The Princess was trembling now, but with rage rather than fear. The dwarf seemed not at all disturbed by her anger, however.

“Beautiful one,” he said, still smiling, “you are even more beautiful when you are angry than when you are pleased. Let Prince Dobrotek come. I fear him not at all. But do not let us waste our time in talking of him. Instead let us talk of ourselves, and of how pleasantly we will pass our days together.”

So saying, the dwarf came close to the Princess and attempted to take her hand. But instead of permitting this, the Princess gave him such a blow upon the ear that he fairly staggered under it. His beard slipped from his arm, and in trying to steady himself he tripped on it and fell his length upon the floor.

The Princess laughed maliciously. At the sound of her laughter the dwarf became filled with fury. His eyes flashed fire as he scrambled to his feet. “Miserable girl!” he cried. “Do you dare to laugh? The time will come when you will feel more like weeping, if not for me then for yourself. Some day you will be glad enough to receive my caresses. Now I will leave you, and when I come again it will be in a different manner.” So saying, he gathered up his beard and rushed through the mirror door, closing it behind him.

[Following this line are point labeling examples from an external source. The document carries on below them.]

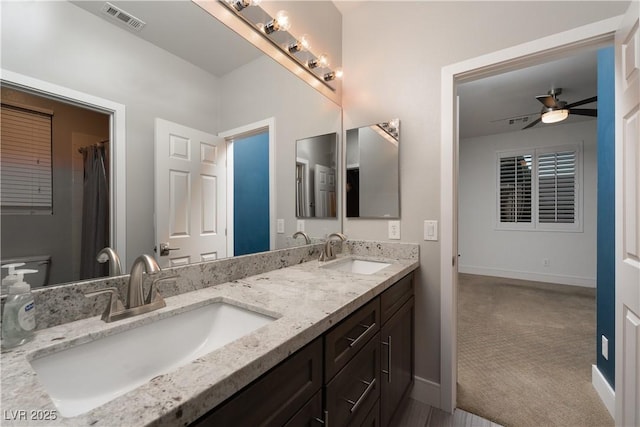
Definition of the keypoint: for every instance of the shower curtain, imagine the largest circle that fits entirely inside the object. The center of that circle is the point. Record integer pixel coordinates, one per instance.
(95, 212)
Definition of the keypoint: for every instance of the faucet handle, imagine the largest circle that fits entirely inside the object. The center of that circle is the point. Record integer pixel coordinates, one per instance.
(154, 295)
(114, 306)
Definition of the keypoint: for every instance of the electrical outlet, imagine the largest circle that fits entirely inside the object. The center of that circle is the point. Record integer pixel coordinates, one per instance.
(394, 230)
(431, 230)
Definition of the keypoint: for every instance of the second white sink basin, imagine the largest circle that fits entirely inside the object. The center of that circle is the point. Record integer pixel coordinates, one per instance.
(88, 375)
(358, 266)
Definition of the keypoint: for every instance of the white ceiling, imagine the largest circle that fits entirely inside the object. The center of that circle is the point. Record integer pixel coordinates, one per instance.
(487, 105)
(185, 30)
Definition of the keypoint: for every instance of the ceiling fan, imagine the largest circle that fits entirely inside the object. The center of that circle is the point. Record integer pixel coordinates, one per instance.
(555, 110)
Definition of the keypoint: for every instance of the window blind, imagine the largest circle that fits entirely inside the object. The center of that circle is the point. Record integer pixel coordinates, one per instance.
(557, 187)
(515, 189)
(25, 161)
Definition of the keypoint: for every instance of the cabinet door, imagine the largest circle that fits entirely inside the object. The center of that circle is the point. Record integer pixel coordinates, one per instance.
(397, 360)
(311, 414)
(276, 396)
(355, 389)
(373, 419)
(394, 297)
(349, 336)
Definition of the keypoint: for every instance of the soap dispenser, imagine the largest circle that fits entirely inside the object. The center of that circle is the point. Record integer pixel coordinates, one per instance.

His words, and his manner of going, frightened the Princess. She again began to look about her for some way of escape. Suddenly she saw upon the floor the grey cap that the dwarf had carried in his hand. He must have dropped it when he fell, and he had been too angry to notice that he was leaving it behind. She picked it up and stood turning it thoughtfully in her hands. Then, without considering why she did so, she placed it upon her head. She was standing directly in front of a mirror at the time. To her amazement, the moment she had the cap on her head every reflection of her vanished from every mirror in the room. The Princess could hardly believe her eyes. She might have been thin air for any impression she made upon the glass. She took the cap from her head, and immediately her reflections appeared again in the mirrors. She replaced it, and they vanished from sight. Then the Princess knew that she held the Cap of Invisibility—the cap that causes anyone who wears it to become invisible.

As she stood there with the cap still upon her head, the mirror door was burst open and the dwarf rushed into the room. His dress was disordered and his eyes glared wildly.

He looked hastily about him, but he could see neither the cap nor the Princess. At once he knew that she had found the cap and had put it on.

“Ah, ha!” he cried to the invisible Princess. “So you have found it! You have put it on, and hope so to escape me. But I know you are still here, even though I cannot see you. I will find you, never fear.”

Spreading his arms wide, he rushed about the room, hoping to touch the Princess and seize her, but as he could not see her she was easily able to escape him. Now and then he stopped and listened, hoping the Princess would make some sound that would tell him where she was, but at these times Beautiful too stood still. She did not move, she scarcely breathed, lest he should hear her.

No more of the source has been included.